Richard Marks was appointed as a Consultant at St Bartholomews Hospital in London in December 1996. He moved to Sheffield Teaching Hospitals NHS Foundation Trust as a Cardiac Anaesthetist in 2002. In 2010 he changed to specialise in anaesthesia for day case surgery and orthopaedics.

Richard Marks has worked for the Charitable Organisation Operation Smile which performs cleft palate surgery in developing countries. He has worked with them in China and Africa.

Richard Marks has been an active member of the Anaesthetic Research Society of Great Britain having presented research there from my early training in 1991.

Mr Marks is a recognised expert on anaesthesia for difficult airway.

As cardiac anaesthetist he was internationally recognised as an expert in Fast Track Cardiac Surgery and involved in research on cerebral perfusion. His research on the use of non steroidal analgesics in heart surgery has been influential.

He has recently been involved in ergonomic studies of working practice in anaesthetists and identified patterns of working associated with disc prolapse amongst anaesthetists. He was a Key Note Speaker on at the Royal College of Anaesthetists Winter Scientific Meeting in 2022 on Theatre Ergonomics.

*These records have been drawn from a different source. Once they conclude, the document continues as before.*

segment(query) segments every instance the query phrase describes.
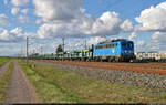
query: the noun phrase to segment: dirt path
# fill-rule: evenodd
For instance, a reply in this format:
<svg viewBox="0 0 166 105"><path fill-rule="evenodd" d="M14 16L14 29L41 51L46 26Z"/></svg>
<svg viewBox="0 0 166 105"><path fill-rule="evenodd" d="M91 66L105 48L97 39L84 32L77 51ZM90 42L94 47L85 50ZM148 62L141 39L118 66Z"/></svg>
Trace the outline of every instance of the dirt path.
<svg viewBox="0 0 166 105"><path fill-rule="evenodd" d="M14 61L14 67L11 75L11 84L8 91L7 103L38 103L34 90L21 70L21 66Z"/></svg>
<svg viewBox="0 0 166 105"><path fill-rule="evenodd" d="M10 62L6 63L4 65L2 65L0 67L0 78L2 77L2 75L4 74L4 72L7 71L9 64L10 64Z"/></svg>

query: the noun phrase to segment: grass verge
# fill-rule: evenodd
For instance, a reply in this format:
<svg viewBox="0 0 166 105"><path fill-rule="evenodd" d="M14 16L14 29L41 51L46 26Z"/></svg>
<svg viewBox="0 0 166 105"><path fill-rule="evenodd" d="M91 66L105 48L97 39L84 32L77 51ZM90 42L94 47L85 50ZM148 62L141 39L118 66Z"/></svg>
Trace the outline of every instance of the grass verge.
<svg viewBox="0 0 166 105"><path fill-rule="evenodd" d="M166 103L146 88L111 84L41 64L21 65L45 103Z"/></svg>
<svg viewBox="0 0 166 105"><path fill-rule="evenodd" d="M3 76L0 78L0 103L4 103L4 101L7 99L7 90L11 81L10 77L12 74L12 70L13 70L13 62L9 64L8 70L6 71Z"/></svg>
<svg viewBox="0 0 166 105"><path fill-rule="evenodd" d="M0 57L0 66L9 61L9 57Z"/></svg>

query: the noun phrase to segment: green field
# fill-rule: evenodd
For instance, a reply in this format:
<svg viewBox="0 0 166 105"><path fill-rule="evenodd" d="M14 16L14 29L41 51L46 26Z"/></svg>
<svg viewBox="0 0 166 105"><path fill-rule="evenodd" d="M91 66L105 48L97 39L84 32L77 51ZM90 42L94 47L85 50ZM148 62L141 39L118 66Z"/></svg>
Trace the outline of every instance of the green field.
<svg viewBox="0 0 166 105"><path fill-rule="evenodd" d="M20 62L43 103L166 103L165 94L111 84L49 65Z"/></svg>

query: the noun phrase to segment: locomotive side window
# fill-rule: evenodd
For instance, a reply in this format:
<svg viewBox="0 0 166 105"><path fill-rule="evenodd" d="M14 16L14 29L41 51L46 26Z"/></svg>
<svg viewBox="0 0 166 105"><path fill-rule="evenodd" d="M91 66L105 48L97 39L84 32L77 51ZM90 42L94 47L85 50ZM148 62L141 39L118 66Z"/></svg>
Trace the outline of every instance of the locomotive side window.
<svg viewBox="0 0 166 105"><path fill-rule="evenodd" d="M126 48L126 43L122 43L122 46L123 46L123 48Z"/></svg>
<svg viewBox="0 0 166 105"><path fill-rule="evenodd" d="M134 45L133 45L133 43L129 43L129 48L133 48Z"/></svg>

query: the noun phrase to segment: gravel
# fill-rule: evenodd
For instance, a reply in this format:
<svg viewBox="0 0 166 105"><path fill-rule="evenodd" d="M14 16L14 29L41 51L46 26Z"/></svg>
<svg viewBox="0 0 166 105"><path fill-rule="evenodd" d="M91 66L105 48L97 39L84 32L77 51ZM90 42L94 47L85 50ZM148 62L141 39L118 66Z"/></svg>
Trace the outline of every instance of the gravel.
<svg viewBox="0 0 166 105"><path fill-rule="evenodd" d="M37 103L35 94L17 61L14 61L6 103Z"/></svg>

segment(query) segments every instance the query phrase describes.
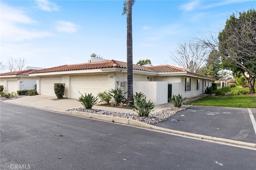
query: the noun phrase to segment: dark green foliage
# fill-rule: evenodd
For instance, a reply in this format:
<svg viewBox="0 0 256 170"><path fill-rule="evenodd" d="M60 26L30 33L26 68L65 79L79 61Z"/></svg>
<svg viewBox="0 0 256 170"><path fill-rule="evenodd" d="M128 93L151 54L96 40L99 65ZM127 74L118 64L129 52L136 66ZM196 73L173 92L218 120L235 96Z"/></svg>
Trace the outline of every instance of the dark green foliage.
<svg viewBox="0 0 256 170"><path fill-rule="evenodd" d="M216 96L224 96L226 94L226 92L225 89L223 88L218 89L214 91L214 93Z"/></svg>
<svg viewBox="0 0 256 170"><path fill-rule="evenodd" d="M179 94L177 95L172 95L172 97L169 98L168 100L169 102L174 106L174 107L180 107L186 99L186 97L183 97L182 95Z"/></svg>
<svg viewBox="0 0 256 170"><path fill-rule="evenodd" d="M36 90L35 89L28 90L28 94L29 96L35 96L38 95Z"/></svg>
<svg viewBox="0 0 256 170"><path fill-rule="evenodd" d="M12 97L15 97L17 93L15 92L12 92L11 93L6 93L7 91L2 91L0 93L1 96L2 97L5 97L7 99L11 98Z"/></svg>
<svg viewBox="0 0 256 170"><path fill-rule="evenodd" d="M4 86L3 85L0 85L0 92L4 91Z"/></svg>
<svg viewBox="0 0 256 170"><path fill-rule="evenodd" d="M28 95L28 90L18 90L17 93L18 95Z"/></svg>
<svg viewBox="0 0 256 170"><path fill-rule="evenodd" d="M217 87L218 84L212 83L212 86L206 87L206 90L205 91L205 93L208 94L213 94L214 91L217 89Z"/></svg>
<svg viewBox="0 0 256 170"><path fill-rule="evenodd" d="M233 96L243 95L247 93L246 91L239 87L232 88L231 89L230 92L231 95Z"/></svg>
<svg viewBox="0 0 256 170"><path fill-rule="evenodd" d="M94 96L91 93L87 95L85 93L84 96L81 94L80 92L79 93L81 96L79 98L79 99L78 100L78 101L80 101L86 109L92 109L92 107L97 103L98 101L98 97Z"/></svg>
<svg viewBox="0 0 256 170"><path fill-rule="evenodd" d="M235 84L230 84L229 85L230 86L231 89L232 89L232 88L236 87L236 85Z"/></svg>
<svg viewBox="0 0 256 170"><path fill-rule="evenodd" d="M124 94L127 92L126 92L123 94L120 88L118 88L117 89L111 89L111 90L109 91L110 93L110 95L114 98L116 103L124 103L126 100Z"/></svg>
<svg viewBox="0 0 256 170"><path fill-rule="evenodd" d="M101 102L107 102L108 104L109 104L109 101L112 98L110 93L107 91L99 93L98 93L98 96L100 99Z"/></svg>
<svg viewBox="0 0 256 170"><path fill-rule="evenodd" d="M58 99L63 99L65 94L65 84L54 83L54 93Z"/></svg>
<svg viewBox="0 0 256 170"><path fill-rule="evenodd" d="M241 76L240 77L238 77L236 79L236 83L240 85L240 86L245 87L247 87L247 83L246 83L244 77L242 76Z"/></svg>
<svg viewBox="0 0 256 170"><path fill-rule="evenodd" d="M147 102L146 96L141 92L135 93L133 98L134 105L129 105L129 107L137 112L139 117L148 117L151 111L153 111L154 103L150 102L150 100Z"/></svg>

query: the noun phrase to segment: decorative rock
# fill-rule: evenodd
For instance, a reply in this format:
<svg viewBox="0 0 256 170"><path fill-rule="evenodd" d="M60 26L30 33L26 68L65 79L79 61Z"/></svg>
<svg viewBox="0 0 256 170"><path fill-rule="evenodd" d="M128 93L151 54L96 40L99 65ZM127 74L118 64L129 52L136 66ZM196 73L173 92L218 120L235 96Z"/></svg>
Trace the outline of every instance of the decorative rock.
<svg viewBox="0 0 256 170"><path fill-rule="evenodd" d="M158 123L159 122L162 122L165 120L167 120L172 116L176 114L177 112L184 110L186 108L190 107L192 105L183 105L180 108L178 108L173 106L170 108L157 113L150 114L150 115L148 116L148 117L138 117L137 115L134 113L111 112L110 111L105 111L100 109L86 109L82 107L71 109L67 110L66 111L78 111L90 113L122 117L130 119L136 120L147 124L154 125L156 123Z"/></svg>

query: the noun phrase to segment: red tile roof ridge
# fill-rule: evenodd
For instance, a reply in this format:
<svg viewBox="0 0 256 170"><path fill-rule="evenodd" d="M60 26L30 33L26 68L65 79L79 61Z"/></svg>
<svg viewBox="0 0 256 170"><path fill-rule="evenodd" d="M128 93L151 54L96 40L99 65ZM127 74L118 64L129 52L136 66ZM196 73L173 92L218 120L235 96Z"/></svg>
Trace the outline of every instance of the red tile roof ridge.
<svg viewBox="0 0 256 170"><path fill-rule="evenodd" d="M28 69L25 70L20 70L17 71L10 71L7 73L0 73L0 76L4 75L28 75L29 74L32 73L33 72L38 70L34 69Z"/></svg>

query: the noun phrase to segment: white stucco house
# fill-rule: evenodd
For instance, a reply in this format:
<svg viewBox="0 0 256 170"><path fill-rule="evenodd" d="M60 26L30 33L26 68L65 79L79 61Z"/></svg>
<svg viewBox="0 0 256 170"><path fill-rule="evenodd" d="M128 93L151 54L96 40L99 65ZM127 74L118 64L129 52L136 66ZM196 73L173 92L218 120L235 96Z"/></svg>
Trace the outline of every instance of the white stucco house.
<svg viewBox="0 0 256 170"><path fill-rule="evenodd" d="M4 86L4 90L7 93L16 92L18 90L35 89L36 79L29 74L37 69L12 71L0 74L0 85Z"/></svg>
<svg viewBox="0 0 256 170"><path fill-rule="evenodd" d="M168 102L172 95L188 98L203 94L212 85L213 77L169 65L133 65L134 93L144 93L156 105ZM78 99L82 94L93 95L112 89L127 91L127 63L114 60L64 65L42 69L29 74L36 78L40 95L56 96L54 83L65 83L64 97Z"/></svg>

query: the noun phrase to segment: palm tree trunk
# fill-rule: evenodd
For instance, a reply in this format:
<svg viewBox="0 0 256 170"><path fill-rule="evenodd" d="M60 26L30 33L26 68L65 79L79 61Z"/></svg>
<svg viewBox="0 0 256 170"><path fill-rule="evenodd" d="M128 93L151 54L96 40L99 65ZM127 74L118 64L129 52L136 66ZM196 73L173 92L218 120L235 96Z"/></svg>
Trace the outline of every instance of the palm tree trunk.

Currently involved in an analysis of the application of ECHO Cardiography for clinical assessment in orthopaedic patients at Barlborough and currently the mentor for our Barlborough Chief Hospital Pharmacist in order for him to become a Prescribing Pharmacist.

Key References

  1. Marks RRD Hancock R Charters P An Analysis of Laryngoscope Blade Shape and Design. Canadian Journal Of Anaesthesia (1993)  40(3) 262-70.
  2. Marks RRD Single Dose Parecoxib Significantly Improves Ventilatory Function in Early Extunation Coronary Artery Bypass Surgery. British Journal of Anaesthesia (2006) 96(2) 171-178.
  3. Marks RRD Which Agent For maintenance during normothermic cardiopulmonary bypass. British Journal of Anaesthesia (2003) 118-121.
  4. Marks RRD Anaesthesia Workspace Layout and Intervertebral Disc Prolapse British Journal of Anaesthesia 2021 3.